Tip: never give your personal information to strangers online or offline.
2. The e-mail scam
You should also be critical of apparently well-known senders: for example, if your bank asks you out of the blue for your online banking login information. Or a company, from which you have perhaps never ordered anything, threatens with a collection procedure. Always pay attention to the sender's e-mail address. Even if the email header looks amazingly similar to that of your bank: in the sender line, in the event of a fraud attempt, there are often cryptic addresses that can definitely not be assigned to the bank. So be attentive.

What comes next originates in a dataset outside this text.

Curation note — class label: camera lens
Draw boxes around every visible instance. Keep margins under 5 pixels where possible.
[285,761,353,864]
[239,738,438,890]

Never open attachments from dubious mails. And do not click on links! Because then you download viruses with which fraudsters can spy on your private data. Many scammers try to put the mail recipients under enormous pressure. An e-mail like this should immediately set off alarm bells: in germany, there are legal deadlines that must be met – keep this in mind when you receive an email threatening immediate seizure of your account. Such information would come exclusively by mail!
Fraudsters want not only your money. Your private data is also valuable: it can be used to conclude contracts, place many orders and even take out loans. Legally, you are then the invoice recipient – proving otherwise is often very tedious and costs time and money
Note: we at easycredit do not send you any e-mails at the moment. All documents will be sent to them by mail by letter. Unless they have actively contacted us by e-mail. Then we will also send you our answer by e-mail.
3. The telephone scam
But scammers also want to take money out of their victims' pockets by phone call. And it currently often works like this: victims are asked on the phone for a "nest egg" for a covid 19 treatment. The caller pretends to be a distant relative, for example. Again, just because someone knows your phone number and name, you should not trust this person. This type of scam has been referred to more often in recent years as the "grandchild trick" and mainly affects older and single people.
Cash is a potential virus carrier?
Cash and atms could be potential virus vectors according to the principle of smear infection. However, there are still no valid results with regard to the corona virus. Because how long the virus is active on surfaces, one does not know yet exactly. Christian dorsten, director of the institute of virology at the charite hospital in berlin, explained that corona and influenza viruses are enveloped viruses that are "extremely sensitive" to dehydration.
So whether disinfecting cash works as a precaution against the corona virus is impossible to answer. Those who want to play it safe are currently avoiding cash. In our blog article "cashless payment with the smartphone", you can read once again how the smartphone can be used as a means of payment and how secure cashless payment is today.
The cell phone is in your hand a lot. This can, of course, also allow pathogens to get onto the cell phone. In a recent article on the subject of digital health, techniker krankenkasse explains that users spend an average of 2.Tap their smartphone 500 times a day. The display is therefore only as hygienic as your own hand hygiene. But you don't have to reach for disinfectants right away – according to the federal institute for risk assessment, their use is not necessary for healthy people in everyday life anyway. But clean your phone regularly with a damp cloth.
Our tip: not only in times of the corona crisis: only use authorized and trustworthy sources such as the robert koch institute or the ministry of health. Not every piece of information shared on social media is true. Remain level-headed and critical!